“Everything He Owns: Jimmy Ford in the Alleys of Miami Beach” Miami Beach, Florida — January 10, 1988. (watermarks do not appear on the actual photograph.)
“Everything He Owns: Jimmy Ford in the Alleys of Miami Beach” Miami Beach, Florida — January 10, 1988. Verso.
Randy Bazemore
31.1 x 22.2 cm
Bazemore
Jan 10, 1988
This powerful documentary photograph captures Jimmy Ford, a homeless man navigating the back alleys of Miami Beach in January 1988, pushing a shopping cart filled with his possessions and aluminum cans collected from dumpsters—items gathered for survival in a city defined by sharp contrasts of wealth and visibility.
Photographed by Randy Bazemore, staff photographer for the Miami Herald, the image was taken during a period when homelessness had become increasingly visible in American cities. Rising housing costs, the erosion of social safety nets, untreated mental illness, and limited access to employment left many individuals living entirely in public space.
Ford’s posture—leaning into the weight of the cart—embodies both physical burden and quiet endurance. The alleyway setting underscores how urban life often pushes its most vulnerable residents to the margins, unseen except when documented by the press. The cart functions as home, storage, and livelihood combined—holding clothing, containers, and recyclables exchanged for spare change.
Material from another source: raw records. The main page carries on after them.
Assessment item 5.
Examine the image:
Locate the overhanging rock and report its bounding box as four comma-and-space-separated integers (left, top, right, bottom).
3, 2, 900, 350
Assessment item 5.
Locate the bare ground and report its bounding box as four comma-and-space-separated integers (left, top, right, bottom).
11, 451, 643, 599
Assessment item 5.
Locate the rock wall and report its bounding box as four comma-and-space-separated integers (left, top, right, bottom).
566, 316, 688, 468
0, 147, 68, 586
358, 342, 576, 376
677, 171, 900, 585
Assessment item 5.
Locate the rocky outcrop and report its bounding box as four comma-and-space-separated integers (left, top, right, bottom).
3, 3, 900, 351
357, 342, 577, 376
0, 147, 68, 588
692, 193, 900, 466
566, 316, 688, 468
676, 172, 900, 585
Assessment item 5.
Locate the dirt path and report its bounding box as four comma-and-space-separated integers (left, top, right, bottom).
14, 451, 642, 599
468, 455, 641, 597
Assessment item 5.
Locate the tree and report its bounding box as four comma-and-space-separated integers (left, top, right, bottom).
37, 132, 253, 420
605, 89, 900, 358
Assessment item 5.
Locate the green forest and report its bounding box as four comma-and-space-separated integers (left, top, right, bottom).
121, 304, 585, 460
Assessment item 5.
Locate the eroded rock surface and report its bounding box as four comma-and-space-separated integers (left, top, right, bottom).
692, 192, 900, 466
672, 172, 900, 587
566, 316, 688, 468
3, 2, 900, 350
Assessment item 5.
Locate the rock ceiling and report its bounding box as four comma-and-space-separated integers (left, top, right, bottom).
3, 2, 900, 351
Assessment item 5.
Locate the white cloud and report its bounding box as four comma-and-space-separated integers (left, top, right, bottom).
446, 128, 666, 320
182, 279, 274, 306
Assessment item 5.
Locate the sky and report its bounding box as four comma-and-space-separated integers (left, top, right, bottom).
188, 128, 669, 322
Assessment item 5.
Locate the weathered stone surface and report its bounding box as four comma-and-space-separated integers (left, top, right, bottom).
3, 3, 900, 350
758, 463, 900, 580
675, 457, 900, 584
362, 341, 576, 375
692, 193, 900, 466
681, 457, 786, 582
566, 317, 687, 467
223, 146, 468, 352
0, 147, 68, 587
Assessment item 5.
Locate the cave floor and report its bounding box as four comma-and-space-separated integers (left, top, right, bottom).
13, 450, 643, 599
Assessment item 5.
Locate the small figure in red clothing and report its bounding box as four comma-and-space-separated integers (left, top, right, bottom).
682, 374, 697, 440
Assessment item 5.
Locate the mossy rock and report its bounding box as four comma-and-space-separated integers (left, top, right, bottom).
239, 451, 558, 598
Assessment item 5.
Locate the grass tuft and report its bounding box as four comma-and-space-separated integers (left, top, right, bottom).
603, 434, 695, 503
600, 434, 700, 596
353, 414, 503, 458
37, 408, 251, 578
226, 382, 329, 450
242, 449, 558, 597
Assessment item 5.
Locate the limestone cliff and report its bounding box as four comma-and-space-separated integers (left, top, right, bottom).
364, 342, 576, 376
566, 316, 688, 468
The accompanying Herald cutline identifies Ford by name, a rare and important detail that resists anonymity. Rather than an abstract symbol of poverty, he appears here as a known individual, momentarily acknowledged by the historical record.
Published as an oversize newspaper photograph, this image stands today as a sober document of late-20th-century urban America - a quiet study of resilience, displacement, and the human cost of economic inequality.